Мальчик из созвездия Рыб Глава 14

Первая книга дилогии "Предисловие к себе"
Глава 14
               
Пришло письмо из Белоруссии от Володи со Светой. Обычно письма в Болгарию писала Светлана, но на этот раз пять страниц были заполнены убористым, четким, чуть угловатым почерком Владимира. Вместе с письмом он прислал красочный проспект своей первой персональной выставки на новом месте.
Комиссаровы приехали в этот небольшой белорусский городок в переломное для города время. В самом начале 80-х годов  здесь началось большое строительство первого в Советском Союзе   металлургического завода, работающего на вторсырье. Такое было в новинку. Строили завод «под ключ» известные всему свету австрийская и итальянская фирмы, и провинциальный городок переживал настоящий антипатриотический бум. Местные невесты тут же дали отвод всем своим  женихам и устремили взоры на молодых  специалистов из Австрии, Италии, Германии и прочих западных стран. Иностранные женихи были куда более щедрыми и обходительными. Они понимали толк в женской красоте, и белокурые  голубоглазые белорусочки явно пользовались их тёплым и даже, более того, горячим  вниманием.
Случались здесь и небольшие политические скандалы. Студентку, красавицу и просто комсомолку Людмилу полюбил итальянский парень Антонио и предложил выйти за него замуж. Людмила согласилась, не представляя, во что это выльется. Поскольку она была дочерью крупного партийного работника, то первой жертвой их «неправильной любви» пал её отец, которому тут же объявили  строгий выговор по партийной линии за плохое воспитание дочери.

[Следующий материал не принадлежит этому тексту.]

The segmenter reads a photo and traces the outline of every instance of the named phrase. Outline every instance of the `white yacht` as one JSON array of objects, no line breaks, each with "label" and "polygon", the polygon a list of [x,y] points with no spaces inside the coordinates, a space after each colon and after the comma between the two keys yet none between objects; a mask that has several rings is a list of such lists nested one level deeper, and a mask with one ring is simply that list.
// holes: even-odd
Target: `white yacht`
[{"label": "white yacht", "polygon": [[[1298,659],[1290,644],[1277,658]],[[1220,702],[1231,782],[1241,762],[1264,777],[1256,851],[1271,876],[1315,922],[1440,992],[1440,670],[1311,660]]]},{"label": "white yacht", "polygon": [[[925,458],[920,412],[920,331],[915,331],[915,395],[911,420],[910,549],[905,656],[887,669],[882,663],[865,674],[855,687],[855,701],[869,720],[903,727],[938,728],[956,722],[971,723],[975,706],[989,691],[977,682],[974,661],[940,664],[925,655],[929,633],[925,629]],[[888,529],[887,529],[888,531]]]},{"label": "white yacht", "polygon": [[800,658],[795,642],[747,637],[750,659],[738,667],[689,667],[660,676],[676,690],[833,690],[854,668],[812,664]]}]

Потом вызвали на ковёр в горком комсомола саму  Людмилу и поставили вопрос ребром – или любовь к иностранцу, или комсомольский билет. Плача и рыдая, Людмила выбрала… билет. Антонио посчитал выбор Людмилы чёрным предательством и навсегда вырвал из сердца образ своей любимой. Но страдания влюблённого юноши были так велики, что он несколько дней не выходил на работу, заливая своё несчастье итальянским вином в маленьком уютном ресторанчике на кемпинге, где жили иностранные специалисты.
Такие строгие законы касались только настоящей любви. К продажной любви, любви за деньги, местные власти относились куда более снисходительно.
На кемпинг из  всех близлежащих сёл и городов, и даже из Минска и Москвы, слетались на  зелёный денежный фейерверк красивые  «ночные бабочки» и зажигали по полной. Это считалось чем-то вроде шефских культурных связей и дружественных  встреч представителей разных народов.
Только, глядя на всю эту международную вакханалию, не совсем ясно  было – а как же духовные ценности этих двух таких разных политических систем? Стучат они пеплом в сердце в минуты интимной близости или же, наперекор всяким капитализмам и социализмам, плюют на всё с высокой колокольни и  сплетаются воедино, как тела любовников на ложе страсти?
У кого спросить? Кто расскажет? Скорее всего, никто и никогда. Разве только пропахшие хорошим  мужским дезодорантом двухэтажные  бараки на кемпинге да  крепкие  безотказные кровати в этих бараках.  Но кто им поверит? Равно как и маленьким холодильникам, под завязку набитым хорошей  заморской едой и спиртными напитками, на которые оказались так падки не избалованные вниманием девчонки из сельских глубинок и больших городов когда-то великой и сильной державы.   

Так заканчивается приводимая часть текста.